Rudd, who is nearly 20 years younger than Howard, has "scented the winds of change". No one can fault Howard's stewardship of the economy (wages are up, national debt has been wiped out and unemployment has fallen to 5%), which is why Rudd's economic pledges have been "relatively bland", but Rudd does take the environmental concerns of the younger generation seriously.

Initial policy pronouncements have included committing a Labour government to signing the Kyoto Protocol, withdrawing Australia's 550 combat troops from Iraq, and attending next month's climate change summit in Bali. If the party continues to combine its business-friendly credentials with a green' agenda, it stands to satisfy the public's desire for change without imperilling its hard-won affluence.

In the land of "prosperous moderation", nothing much will change under Rudd, says Greg Craven in The Sunday Times. Australia might look "a little less dotingly upon Washington" and will talk, and maybe do, a little more about Asia.
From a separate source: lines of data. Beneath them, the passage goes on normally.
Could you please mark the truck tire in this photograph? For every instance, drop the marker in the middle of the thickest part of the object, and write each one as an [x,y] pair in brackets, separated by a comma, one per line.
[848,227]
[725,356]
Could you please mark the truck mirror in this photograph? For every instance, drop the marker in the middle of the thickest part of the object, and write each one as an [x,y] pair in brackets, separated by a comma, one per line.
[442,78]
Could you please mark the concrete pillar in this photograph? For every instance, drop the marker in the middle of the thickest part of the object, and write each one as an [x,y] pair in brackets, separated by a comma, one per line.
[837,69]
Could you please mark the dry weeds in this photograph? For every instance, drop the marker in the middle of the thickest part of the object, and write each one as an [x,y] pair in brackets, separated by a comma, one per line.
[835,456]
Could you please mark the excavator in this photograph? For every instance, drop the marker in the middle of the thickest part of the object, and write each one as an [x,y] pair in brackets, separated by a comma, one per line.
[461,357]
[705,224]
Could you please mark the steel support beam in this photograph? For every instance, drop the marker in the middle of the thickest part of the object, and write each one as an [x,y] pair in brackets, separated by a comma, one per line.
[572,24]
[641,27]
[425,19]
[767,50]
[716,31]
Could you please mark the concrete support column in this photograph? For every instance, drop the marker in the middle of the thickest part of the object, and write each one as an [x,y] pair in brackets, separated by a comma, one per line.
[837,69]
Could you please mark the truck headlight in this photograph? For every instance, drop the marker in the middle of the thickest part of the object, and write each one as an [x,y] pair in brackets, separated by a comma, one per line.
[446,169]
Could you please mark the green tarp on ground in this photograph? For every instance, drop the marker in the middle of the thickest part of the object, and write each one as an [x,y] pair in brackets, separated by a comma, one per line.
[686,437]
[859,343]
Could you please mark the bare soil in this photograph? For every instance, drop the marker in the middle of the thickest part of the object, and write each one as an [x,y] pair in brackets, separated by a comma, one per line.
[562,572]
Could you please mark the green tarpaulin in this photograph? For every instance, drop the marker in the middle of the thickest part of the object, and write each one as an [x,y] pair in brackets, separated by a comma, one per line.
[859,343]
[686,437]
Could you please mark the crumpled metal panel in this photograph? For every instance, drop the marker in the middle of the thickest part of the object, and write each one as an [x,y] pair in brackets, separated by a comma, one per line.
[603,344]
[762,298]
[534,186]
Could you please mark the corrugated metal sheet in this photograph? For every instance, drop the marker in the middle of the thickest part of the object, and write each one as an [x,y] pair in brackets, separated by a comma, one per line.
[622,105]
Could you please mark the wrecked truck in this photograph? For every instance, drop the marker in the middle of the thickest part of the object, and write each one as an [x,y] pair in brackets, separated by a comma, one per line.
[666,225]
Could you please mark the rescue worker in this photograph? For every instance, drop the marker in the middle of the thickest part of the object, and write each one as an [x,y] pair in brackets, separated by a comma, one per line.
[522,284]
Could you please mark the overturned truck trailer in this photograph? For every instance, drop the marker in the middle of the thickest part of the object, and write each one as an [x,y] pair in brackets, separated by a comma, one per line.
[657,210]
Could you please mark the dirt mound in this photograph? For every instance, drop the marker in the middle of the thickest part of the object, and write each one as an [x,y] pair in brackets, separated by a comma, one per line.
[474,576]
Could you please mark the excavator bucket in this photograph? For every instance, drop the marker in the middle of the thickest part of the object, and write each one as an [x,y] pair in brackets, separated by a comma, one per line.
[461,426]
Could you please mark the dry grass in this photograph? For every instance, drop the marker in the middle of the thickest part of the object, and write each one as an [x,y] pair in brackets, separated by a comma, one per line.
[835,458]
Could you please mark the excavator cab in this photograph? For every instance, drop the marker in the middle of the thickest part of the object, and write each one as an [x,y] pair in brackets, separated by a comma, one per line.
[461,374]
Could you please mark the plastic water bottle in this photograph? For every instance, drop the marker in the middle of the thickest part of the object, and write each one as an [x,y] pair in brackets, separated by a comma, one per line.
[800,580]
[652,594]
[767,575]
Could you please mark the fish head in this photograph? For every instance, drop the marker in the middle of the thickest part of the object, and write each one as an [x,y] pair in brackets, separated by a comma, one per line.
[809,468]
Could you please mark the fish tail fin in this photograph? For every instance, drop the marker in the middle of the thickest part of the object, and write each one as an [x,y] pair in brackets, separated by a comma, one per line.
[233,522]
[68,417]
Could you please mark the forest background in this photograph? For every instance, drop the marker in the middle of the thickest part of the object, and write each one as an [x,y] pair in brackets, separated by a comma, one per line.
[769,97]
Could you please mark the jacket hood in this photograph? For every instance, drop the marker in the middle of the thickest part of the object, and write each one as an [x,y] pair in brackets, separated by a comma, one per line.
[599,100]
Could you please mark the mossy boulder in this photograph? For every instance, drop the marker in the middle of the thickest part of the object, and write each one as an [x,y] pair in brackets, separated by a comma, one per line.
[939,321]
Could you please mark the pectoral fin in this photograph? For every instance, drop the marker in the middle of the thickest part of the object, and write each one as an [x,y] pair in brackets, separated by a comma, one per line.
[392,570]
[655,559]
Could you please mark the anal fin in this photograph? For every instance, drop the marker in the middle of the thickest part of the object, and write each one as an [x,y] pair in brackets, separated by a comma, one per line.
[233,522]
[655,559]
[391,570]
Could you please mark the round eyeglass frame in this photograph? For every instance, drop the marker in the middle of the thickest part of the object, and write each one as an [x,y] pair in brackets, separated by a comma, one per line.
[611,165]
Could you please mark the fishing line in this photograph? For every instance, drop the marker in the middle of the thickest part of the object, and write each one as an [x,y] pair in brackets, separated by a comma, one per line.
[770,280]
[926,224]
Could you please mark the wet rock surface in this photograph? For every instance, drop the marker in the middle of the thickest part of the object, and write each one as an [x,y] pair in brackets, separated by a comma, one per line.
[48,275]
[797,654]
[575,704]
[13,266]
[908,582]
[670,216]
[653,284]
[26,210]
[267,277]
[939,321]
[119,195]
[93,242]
But domestically, Rudd will be "neither a fiscal or social radical". He is, however, likely to revive some of Labour's traditional agenda, rejigging industrial relations and even "gingerly pointing the republican rocket back towards Buckingham Palace".

Pandering to the unions and increasing social spending would mean higher taxes, and hence represent an economic setback for the country, says Simon Heffer. As for the matter of the republic, says The Daily Telegraph, it is "not for us to interfere", but we can hope that Rudd's ear "remains finely tuned" and that he realises that now is not the time to risk our highly valued relationship.